Alcune abitudini adottate per il timore di un presunto ‘dolore da maltempo’ rischiano di peggiorare le cose, avvertono i medici. “In previsione di un peggioramento del tempo”, per esempio, “chi può si concede una giornata più sedentaria che però concorre a peggiorare la mobilità delle articolazioni.

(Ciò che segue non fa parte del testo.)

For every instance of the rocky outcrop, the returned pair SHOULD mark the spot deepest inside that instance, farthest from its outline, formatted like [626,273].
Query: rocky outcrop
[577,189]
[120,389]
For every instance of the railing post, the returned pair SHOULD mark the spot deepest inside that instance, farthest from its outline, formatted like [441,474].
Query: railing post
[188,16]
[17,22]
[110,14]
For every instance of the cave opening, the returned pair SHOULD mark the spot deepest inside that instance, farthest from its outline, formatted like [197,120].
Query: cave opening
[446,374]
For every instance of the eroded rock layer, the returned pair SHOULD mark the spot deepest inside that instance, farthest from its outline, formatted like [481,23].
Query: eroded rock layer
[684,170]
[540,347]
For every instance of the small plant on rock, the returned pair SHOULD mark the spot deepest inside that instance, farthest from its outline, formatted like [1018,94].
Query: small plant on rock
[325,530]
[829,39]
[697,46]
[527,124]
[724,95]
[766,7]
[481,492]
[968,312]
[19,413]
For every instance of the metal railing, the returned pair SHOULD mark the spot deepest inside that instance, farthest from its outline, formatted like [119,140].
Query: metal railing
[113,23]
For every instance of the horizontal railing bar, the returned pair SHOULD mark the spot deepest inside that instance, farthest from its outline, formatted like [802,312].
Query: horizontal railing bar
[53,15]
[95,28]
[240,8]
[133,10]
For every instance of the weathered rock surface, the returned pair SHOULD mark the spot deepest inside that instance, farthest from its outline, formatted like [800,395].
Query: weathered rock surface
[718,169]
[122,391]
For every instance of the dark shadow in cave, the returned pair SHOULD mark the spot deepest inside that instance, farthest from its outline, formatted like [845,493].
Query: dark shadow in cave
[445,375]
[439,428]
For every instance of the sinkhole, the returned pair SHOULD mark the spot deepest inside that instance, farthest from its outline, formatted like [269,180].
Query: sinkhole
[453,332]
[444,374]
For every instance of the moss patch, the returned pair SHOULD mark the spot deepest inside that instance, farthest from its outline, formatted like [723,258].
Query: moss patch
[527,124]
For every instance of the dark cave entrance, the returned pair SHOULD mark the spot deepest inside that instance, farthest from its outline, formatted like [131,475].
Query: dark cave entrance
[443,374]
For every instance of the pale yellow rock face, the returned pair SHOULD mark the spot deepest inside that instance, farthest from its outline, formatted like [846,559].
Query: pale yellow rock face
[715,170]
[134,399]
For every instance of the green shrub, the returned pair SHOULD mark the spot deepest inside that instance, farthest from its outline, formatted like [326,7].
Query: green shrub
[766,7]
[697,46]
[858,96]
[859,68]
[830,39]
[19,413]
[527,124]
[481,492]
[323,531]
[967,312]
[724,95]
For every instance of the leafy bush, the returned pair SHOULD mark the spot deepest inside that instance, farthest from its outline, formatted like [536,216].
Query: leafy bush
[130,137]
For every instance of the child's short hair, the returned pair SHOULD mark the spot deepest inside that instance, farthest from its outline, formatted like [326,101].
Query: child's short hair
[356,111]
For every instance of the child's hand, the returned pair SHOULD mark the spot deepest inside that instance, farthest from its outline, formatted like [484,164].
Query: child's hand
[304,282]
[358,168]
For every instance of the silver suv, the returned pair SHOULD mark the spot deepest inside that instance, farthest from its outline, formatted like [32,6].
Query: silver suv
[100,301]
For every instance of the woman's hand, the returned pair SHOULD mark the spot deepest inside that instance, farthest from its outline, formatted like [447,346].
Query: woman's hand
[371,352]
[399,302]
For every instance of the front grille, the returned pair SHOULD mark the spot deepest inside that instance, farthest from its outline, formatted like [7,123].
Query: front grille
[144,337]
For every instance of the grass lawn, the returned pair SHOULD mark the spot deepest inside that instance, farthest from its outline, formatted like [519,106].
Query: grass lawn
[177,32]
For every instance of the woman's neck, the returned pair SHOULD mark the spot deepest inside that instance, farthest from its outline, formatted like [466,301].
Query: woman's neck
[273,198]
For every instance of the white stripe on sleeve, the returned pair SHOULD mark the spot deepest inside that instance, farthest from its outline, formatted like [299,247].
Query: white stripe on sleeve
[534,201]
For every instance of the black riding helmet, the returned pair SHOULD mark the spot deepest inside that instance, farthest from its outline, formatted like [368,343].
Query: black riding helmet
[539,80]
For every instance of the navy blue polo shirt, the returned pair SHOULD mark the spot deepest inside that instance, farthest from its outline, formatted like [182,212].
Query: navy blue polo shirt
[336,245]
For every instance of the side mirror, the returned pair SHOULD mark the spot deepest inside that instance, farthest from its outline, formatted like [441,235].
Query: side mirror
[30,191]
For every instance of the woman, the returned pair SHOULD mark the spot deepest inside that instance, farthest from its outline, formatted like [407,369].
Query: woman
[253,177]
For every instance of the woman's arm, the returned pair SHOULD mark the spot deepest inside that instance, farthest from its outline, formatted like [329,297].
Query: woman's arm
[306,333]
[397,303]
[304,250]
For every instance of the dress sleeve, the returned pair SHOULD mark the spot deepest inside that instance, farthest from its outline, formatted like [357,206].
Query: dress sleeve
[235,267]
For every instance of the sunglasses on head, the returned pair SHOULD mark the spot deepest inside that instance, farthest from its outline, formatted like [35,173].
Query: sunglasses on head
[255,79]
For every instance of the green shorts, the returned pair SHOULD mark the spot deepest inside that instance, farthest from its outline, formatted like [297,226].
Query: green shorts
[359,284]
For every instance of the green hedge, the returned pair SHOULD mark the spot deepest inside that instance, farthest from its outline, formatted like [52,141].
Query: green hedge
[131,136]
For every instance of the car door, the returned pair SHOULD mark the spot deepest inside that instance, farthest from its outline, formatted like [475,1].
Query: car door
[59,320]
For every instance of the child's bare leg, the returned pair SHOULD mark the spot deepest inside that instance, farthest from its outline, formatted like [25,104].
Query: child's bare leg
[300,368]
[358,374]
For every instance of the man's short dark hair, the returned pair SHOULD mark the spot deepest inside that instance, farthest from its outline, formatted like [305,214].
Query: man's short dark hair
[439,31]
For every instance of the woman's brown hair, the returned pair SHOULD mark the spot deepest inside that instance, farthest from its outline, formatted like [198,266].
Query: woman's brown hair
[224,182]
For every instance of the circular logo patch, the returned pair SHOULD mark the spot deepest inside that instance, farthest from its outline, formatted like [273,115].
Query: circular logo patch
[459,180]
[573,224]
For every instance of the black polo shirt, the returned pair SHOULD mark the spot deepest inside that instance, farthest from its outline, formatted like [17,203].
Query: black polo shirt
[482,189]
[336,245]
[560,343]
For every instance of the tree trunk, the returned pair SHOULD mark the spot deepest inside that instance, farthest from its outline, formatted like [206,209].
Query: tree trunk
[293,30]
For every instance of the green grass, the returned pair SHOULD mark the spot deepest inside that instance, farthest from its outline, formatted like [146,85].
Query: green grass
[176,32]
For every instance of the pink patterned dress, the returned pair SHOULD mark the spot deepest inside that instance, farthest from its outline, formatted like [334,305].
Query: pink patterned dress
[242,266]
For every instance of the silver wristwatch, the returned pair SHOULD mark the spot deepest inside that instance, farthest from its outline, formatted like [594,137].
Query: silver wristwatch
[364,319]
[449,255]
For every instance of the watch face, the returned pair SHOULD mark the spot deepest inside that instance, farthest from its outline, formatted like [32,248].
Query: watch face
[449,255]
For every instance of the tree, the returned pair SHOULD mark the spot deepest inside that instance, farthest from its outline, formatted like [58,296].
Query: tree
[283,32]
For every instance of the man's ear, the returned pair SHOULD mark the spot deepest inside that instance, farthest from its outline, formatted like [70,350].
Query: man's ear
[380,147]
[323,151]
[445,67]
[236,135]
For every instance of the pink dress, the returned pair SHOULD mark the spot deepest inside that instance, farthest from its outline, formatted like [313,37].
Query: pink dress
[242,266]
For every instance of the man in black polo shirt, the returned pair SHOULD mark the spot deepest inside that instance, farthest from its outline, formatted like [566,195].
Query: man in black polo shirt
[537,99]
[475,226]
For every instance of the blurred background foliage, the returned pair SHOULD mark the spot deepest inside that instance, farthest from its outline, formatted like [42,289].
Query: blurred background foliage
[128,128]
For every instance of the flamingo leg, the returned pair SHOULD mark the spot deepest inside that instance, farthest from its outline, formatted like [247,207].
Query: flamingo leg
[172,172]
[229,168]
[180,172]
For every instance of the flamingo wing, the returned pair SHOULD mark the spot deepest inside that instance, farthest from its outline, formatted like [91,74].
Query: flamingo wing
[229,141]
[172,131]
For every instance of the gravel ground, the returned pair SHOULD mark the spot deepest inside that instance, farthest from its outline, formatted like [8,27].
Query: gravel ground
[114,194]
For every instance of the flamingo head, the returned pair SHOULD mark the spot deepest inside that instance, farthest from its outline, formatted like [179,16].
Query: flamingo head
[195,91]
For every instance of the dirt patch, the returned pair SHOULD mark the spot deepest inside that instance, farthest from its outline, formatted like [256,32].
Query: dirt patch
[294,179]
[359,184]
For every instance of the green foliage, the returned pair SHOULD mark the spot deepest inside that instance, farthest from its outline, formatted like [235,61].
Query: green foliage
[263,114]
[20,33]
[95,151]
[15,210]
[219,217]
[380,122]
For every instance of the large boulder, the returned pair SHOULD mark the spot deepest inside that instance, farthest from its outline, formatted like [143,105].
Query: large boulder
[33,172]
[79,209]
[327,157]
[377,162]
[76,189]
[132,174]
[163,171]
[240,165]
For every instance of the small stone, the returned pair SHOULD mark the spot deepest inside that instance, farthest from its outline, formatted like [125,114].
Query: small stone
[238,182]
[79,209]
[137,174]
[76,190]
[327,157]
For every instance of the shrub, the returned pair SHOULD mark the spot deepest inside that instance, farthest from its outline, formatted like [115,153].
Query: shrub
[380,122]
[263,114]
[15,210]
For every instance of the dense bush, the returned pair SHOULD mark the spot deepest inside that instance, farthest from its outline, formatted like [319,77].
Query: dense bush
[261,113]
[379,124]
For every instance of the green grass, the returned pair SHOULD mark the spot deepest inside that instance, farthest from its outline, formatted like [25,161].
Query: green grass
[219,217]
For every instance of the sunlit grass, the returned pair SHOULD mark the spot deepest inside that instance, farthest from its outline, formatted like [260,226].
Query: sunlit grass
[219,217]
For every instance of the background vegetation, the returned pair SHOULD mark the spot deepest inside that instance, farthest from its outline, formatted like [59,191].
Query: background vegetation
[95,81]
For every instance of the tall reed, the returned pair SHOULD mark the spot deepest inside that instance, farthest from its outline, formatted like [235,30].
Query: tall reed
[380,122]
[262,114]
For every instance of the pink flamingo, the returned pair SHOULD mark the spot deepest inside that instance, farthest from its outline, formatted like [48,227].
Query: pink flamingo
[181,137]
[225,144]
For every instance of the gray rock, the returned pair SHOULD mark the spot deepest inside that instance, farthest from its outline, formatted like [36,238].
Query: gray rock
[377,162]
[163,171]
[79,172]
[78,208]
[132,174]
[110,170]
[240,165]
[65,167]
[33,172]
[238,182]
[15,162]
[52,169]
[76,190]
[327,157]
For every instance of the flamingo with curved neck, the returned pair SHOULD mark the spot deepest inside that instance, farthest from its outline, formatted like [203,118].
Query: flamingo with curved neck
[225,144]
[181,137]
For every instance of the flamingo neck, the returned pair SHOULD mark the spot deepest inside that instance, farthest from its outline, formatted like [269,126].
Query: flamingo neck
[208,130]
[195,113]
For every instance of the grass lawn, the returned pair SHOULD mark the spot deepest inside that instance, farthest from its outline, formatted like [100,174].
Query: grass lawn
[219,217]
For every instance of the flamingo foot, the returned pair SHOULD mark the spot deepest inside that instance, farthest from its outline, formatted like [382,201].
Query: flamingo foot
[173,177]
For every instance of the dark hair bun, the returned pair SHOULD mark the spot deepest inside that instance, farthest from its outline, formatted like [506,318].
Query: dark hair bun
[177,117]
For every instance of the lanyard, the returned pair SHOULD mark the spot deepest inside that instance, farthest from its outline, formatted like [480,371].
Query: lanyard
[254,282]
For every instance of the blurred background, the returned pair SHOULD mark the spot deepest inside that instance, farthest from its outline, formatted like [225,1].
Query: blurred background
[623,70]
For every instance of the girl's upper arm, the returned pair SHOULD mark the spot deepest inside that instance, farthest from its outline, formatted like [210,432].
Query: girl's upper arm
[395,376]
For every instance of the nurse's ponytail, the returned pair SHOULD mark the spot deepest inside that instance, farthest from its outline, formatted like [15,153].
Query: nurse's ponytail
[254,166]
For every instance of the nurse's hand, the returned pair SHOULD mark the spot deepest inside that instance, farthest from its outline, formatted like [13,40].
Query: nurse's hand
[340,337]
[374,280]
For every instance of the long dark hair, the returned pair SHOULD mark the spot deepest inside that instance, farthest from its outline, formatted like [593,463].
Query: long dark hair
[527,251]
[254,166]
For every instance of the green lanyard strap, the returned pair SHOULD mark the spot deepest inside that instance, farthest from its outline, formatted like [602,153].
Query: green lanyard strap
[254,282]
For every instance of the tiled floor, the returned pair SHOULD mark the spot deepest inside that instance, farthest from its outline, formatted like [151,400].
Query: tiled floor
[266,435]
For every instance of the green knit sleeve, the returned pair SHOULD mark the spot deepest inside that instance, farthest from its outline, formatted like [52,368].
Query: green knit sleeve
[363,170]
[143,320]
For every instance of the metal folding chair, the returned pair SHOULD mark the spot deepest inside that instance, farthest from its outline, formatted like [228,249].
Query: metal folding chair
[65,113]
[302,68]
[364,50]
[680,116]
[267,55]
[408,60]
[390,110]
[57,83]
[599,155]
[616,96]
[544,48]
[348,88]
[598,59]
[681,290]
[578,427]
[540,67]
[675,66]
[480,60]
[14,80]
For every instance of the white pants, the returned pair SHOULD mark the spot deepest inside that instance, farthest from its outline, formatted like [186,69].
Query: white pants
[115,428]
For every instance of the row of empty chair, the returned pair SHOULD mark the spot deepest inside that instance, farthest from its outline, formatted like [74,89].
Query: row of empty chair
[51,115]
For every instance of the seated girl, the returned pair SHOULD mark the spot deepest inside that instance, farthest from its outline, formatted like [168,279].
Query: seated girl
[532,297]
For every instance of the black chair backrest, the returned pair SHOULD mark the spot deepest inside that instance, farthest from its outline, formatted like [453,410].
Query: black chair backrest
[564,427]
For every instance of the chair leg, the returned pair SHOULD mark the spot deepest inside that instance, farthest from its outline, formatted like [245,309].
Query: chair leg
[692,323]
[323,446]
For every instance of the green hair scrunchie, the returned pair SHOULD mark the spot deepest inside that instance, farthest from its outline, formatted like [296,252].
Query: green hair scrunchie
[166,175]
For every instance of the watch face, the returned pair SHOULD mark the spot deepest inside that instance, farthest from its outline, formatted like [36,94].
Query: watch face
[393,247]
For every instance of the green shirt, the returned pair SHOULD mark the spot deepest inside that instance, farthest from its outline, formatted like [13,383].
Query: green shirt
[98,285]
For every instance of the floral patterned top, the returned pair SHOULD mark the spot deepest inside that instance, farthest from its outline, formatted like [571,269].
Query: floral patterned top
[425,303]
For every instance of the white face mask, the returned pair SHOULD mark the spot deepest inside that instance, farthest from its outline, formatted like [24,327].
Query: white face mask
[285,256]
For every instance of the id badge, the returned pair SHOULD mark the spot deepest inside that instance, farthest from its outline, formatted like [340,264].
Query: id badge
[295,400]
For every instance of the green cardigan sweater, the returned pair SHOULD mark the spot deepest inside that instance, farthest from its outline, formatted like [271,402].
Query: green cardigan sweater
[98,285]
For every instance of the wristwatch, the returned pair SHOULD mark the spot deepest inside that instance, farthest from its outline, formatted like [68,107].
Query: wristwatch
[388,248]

In più, temendo di soffrire, dopo aver dato un’occhiata al meteo si tende a notare fastidi sui quali prima non ci si sarebbe soffermati troppo”. Addirittura “esistono negli Stati Uniti siti che, insieme alle previsioni meteo, danno un bollettino sul rischio di peggioramento dell’artrite”. Ma “non essendoci nessuna convalida scientifica, consultarli può essere controproducente”.
Come si possono prevenire o lenire questi dolori? “Essere attivi mantiene muscoli, tendini e legamenti elastici e mobili”, è la prima raccomandazione. “Si può praticare stretching o yoga per aumentarne la flessibilità ed evitare di sentirsi ‘scricchiolanti’. Quando non si può fare esercizio fisico – suggeriscono gli esperti – è utile mantenere il corpo al caldo: una doccia o un cuscinetto riscaldante possono calmare il dolore lieve. Non esiste, però, una cura risolutiva per le artriti. Si ricorre perciò a trattamenti di diverso tipo (gli antinfiammatori da assumere per bocca o da applicare sulla parte interessata, la fisioterapia) che leniscono i sintomi e migliorano la mobilità”, ma “è sempre bene consultare il medico per evitare di prolungare troppo terapie che potrebbero essere nocive. Nei casi più gravi, infine, si procede con la sostituzione chirurgica dell’articolazione”.